A l’occasion de la prochaine réunion du conseil départemental de l’éducation nationale du Lot, je souhaite partager ma réflexion sur la répartition des moyens proposée par l’académie. Sans remettre en cause le travail présenté par les chefs d’établissement, je tiens à dénoncer la dégradation des conditions d’étude des élèves, rendue encore plus criante par la situation exceptionnelle que nous traversons.

Nous avons tous conscience que la marge de manœuvre des établissements est de plus en plus limitée. La faiblesse de la dotation conduit à l’augmentation des effectifs des classes et ne permet plus d’assurer des dédoublements de classe, des cours à effectifs réduits, d’assurer un accompagnement personnalisé à la hauteur, ainsi qu’un accompagnement au choix à l’orientation dont ont tant besoin les élèves au sortir de la crise sanitaire que nous vivons. Les besoins sont énormes et urgents tant l’augmentation des inégalités scolaires est forte. Nous constatons chaque jour de plus en plus de cas d’enfants et de jeunes en détresse scolaire, décrochés par le rythme des apprentissages, les programmes scolaires n’ayant pas été allégés malgré le contexte sanitaire.

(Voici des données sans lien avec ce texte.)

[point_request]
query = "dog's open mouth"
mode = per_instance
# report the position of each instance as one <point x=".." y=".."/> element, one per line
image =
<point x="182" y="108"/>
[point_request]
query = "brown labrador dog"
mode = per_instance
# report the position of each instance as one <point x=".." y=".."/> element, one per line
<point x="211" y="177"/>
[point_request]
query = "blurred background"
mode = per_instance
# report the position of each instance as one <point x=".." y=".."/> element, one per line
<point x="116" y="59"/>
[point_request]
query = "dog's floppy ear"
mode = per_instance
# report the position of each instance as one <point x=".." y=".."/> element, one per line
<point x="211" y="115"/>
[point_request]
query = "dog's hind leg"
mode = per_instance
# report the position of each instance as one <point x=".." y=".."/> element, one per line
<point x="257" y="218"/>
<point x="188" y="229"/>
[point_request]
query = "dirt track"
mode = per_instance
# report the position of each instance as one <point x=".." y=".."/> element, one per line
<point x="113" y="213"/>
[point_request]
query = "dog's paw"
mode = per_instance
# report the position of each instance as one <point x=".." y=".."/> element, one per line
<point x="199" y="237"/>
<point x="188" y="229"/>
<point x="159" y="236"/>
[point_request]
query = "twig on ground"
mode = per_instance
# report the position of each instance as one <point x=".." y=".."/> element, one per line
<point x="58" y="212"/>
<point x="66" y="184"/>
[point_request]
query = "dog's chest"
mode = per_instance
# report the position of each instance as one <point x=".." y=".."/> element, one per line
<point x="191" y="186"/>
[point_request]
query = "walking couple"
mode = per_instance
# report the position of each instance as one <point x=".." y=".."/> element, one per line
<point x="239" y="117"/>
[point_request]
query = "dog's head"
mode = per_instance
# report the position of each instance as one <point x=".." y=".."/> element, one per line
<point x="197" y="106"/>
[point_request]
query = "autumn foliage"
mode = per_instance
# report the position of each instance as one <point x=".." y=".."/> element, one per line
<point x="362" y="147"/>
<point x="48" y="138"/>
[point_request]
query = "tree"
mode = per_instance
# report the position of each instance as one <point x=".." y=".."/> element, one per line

Force est de constater qu’un nombre croissant de cours ne sont plus assurés alors que de nombreux postes d’enseignants sont supprimés pour la rentrée 2022. L’Etat manque à son devoir de service public d’éducation de toutes les citoyennes et tous les citoyens. Les DHG ne doivent en aucun cas être un déni de la situation sanitaire, sociale et scolaire. Il s’agirait au contraire de permettre à nos enfants et nos jeunes de se construire un futur épanouissant à vivre. Attachée à la réussite de tous les jeunes, l’élue régionale que je suis tient à renouveler l’exigence d’une dotation à la hauteur des besoins et qui permette à nos établissements comme au service public de l’éducation de jouer pleinement leur rôle.